Le 05/01/2016 20:25, Rob Owens a écrit :
----- Original Message -----
From: "Didier Kryn" <k...@in2p3.fr>
Le 05/01/2016 15:59, Rob Owens a écrit :
I have customers who use a shared /usr among several zLinux
systems, and the reason is cost savings.
     For my information: They don't share rootfs? How do they manage
package upgrade?
I just spoke to some coworkers and I have to revise my story a bit.  The
short answer is I don't know if these particular customers share the entire
rootfs, just /usr, or some subset of /usr.
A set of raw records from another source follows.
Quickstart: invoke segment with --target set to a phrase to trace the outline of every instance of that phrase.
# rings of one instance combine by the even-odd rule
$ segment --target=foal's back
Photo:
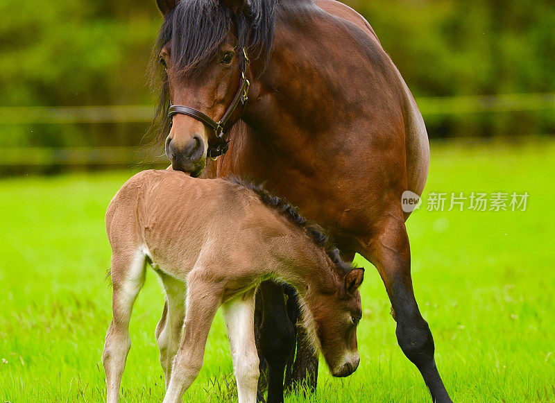
[[[245,187],[172,171],[134,175],[106,213],[114,253],[144,254],[180,278],[201,264],[250,270],[261,263],[265,234],[283,227],[283,220]]]

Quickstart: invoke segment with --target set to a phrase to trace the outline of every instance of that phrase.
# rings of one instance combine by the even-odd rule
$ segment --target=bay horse
[[[362,316],[358,289],[364,269],[343,262],[318,227],[263,189],[237,180],[145,171],[114,196],[106,231],[112,250],[113,318],[102,361],[109,403],[119,399],[131,343],[129,320],[147,263],[166,293],[167,323],[158,337],[164,403],[181,402],[198,374],[221,305],[239,402],[256,402],[255,295],[268,279],[298,290],[304,326],[332,374],[346,377],[357,369]]]
[[[423,190],[427,134],[370,24],[335,0],[157,5],[164,22],[154,55],[162,90],[155,126],[166,137],[171,167],[264,182],[323,227],[344,259],[358,252],[370,261],[391,300],[399,345],[432,400],[450,402],[414,295],[410,212],[401,203],[404,191]],[[280,286],[261,287],[261,297],[268,402],[282,402],[295,327]],[[317,361],[308,362],[314,374]]]

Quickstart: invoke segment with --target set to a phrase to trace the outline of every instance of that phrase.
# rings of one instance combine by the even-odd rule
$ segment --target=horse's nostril
[[[164,150],[166,151],[166,155],[168,156],[168,158],[171,160],[173,157],[173,155],[172,155],[171,151],[169,148],[170,142],[171,142],[171,137],[168,136],[166,137],[166,144],[164,146]]]
[[[191,161],[196,161],[204,155],[204,146],[200,136],[194,137],[183,150],[183,154]]]

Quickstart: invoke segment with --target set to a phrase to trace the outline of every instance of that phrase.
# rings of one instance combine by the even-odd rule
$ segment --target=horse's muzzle
[[[175,142],[168,136],[166,139],[166,155],[171,161],[171,168],[174,171],[181,171],[197,177],[203,172],[206,165],[206,150],[204,142],[200,135],[196,135],[183,146],[176,146]]]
There are mainframes that are used to host thousands of zLinux systems.
For example, they may provide web servers to customers.  In this
scenario, they will attempt to share as much disk as possible between
systems.  The shared disk will typically be read-only on all systems except
for one (perhaps a management system which is used to perform updates).
Each system of course needs some read-write space, but the more shared
disk it can utilize, the better (because that is cheaper and easier to
manage).

So are they sharing /usr and owning individual root filesystems?  I'm
not sure what these particular customers are doing.  I can imagine
scenarios where having that ability would be beneficial, but I'm not
sure if these customers are actually doing it.  I do know that they make
heavy use of read-only disk sharing, and that taking two separate
directories and dumping them into one will reduce granularity, which can
make it more difficult to optimize disk sharing.

-Rob

I have installed farms of diskless single-board computers. Each group shares the Debian Wheezy OS installed on an NFS server. Most files and directories must be shared but some must not: /run and parts of /var/lib. It is delicate and tricky to craft which subdirectory of /var/lib is shared and which is not.

/etc/resolv.conf is symlinked to a file in /run which is created during the initramfs step. In principle resolv.conf could be shared because they are all in the same LAN, but this configuration avoids overwriting continuously the same file.